In the cross examination of PW 1 portion marked 'A' in the

said statement recorded by the Executive Magistrate was brought

to the notice of PW 1. The said portion reads thus:

"'ks- vQjkst gk lk;dyP;k leksj ;sowu eyk yksVys o eh iMyks- jksMoj iMyks rso<;kr Vzd vkyk - VzdP;k leksjpk pDdk ek>;k ik;koj lk;dyho:u pDdk xsyk R;keqGs eh t[keh >kyks "

The witness denies having made such a statement to the

Executive Magistrate, but then, the statement is duly proved in the

evidence of the Executive Magistrate who is examined as PW 6.
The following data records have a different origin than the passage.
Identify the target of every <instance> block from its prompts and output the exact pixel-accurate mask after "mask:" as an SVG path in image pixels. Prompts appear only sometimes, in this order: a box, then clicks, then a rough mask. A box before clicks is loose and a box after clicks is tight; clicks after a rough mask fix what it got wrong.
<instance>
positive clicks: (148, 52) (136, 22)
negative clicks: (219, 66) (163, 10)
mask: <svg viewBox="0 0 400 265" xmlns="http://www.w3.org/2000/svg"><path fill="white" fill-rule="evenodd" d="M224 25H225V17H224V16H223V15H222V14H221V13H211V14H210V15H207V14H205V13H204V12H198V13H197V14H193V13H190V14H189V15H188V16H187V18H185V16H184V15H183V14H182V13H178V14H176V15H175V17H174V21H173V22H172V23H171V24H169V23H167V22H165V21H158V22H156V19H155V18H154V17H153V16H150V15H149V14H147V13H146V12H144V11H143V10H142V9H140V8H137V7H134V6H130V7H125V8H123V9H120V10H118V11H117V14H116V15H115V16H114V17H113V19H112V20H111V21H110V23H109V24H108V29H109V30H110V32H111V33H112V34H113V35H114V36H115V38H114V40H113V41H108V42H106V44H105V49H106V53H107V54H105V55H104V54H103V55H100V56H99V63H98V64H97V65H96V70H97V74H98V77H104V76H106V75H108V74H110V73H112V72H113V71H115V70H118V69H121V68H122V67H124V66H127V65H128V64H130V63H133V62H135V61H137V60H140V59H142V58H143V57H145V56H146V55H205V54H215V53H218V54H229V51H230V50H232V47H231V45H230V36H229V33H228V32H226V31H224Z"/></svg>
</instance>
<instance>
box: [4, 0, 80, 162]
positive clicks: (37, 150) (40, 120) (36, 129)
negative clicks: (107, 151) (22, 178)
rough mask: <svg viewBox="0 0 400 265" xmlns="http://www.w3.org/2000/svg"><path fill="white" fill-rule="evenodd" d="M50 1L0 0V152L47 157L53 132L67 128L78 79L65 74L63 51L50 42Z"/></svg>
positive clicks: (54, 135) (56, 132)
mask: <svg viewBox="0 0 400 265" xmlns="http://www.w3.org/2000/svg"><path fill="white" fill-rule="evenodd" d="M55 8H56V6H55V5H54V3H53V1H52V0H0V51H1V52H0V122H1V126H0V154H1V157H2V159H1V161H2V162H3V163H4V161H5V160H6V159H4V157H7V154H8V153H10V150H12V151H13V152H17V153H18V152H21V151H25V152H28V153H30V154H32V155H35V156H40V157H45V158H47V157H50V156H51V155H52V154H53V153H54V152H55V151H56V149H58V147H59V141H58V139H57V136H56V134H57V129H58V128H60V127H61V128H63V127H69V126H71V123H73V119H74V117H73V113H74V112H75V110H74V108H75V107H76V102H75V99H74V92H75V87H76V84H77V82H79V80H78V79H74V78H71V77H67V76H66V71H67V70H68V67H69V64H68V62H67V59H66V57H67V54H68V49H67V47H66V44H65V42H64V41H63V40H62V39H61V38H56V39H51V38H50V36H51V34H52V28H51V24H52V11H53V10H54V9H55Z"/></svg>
9 The evidence of PW 1 is not implicitly reliable,

exaggeration and over implication is obvious. The evidence of PW

1 is confidence inspiring only to the limited extent of the convicted

accused having kicked the bicycle. However, there is absolutely

no evidence on record to suggest much less prove beyond

reasonable doubt that the accused kicked the bicycle with the

intention that the injured would come beneath the rear wheel of

the truck or with the knowledge that such a result would

inevitably ensue. Indeed, the evidence of how and under which

circumstances did the injured / informant suffered the injury, is

quite blurred. The version of the injured in the evidence before

the Court and the statement recorded by the Executive Magistrate

is discrepant. I consider it extremely unsafe and indeed hazardous

to convict the accused of offence under section 307 of the IPC.

10 Even if the evidence of the injured that the accused

kicked the bicycle is accepted at face value, the only offence of

which the accused can be convicted is under section 323 of IPC.

The judgment and order impugned is set aside to the extent

the accused is convicted of offence under section 307 of IPC.

Instead, the accused is convicted of offence punishable under

section 323 of IPC. The accused has already undergone detention

for period of 2 ½ months, considering the fact that the accused

was 19 years old at the time of the incident which occurred 15

years ago, I deem it appropriate to sentence the accused to

punishment already undergone.

The appeal is partly allowed and is disposed of.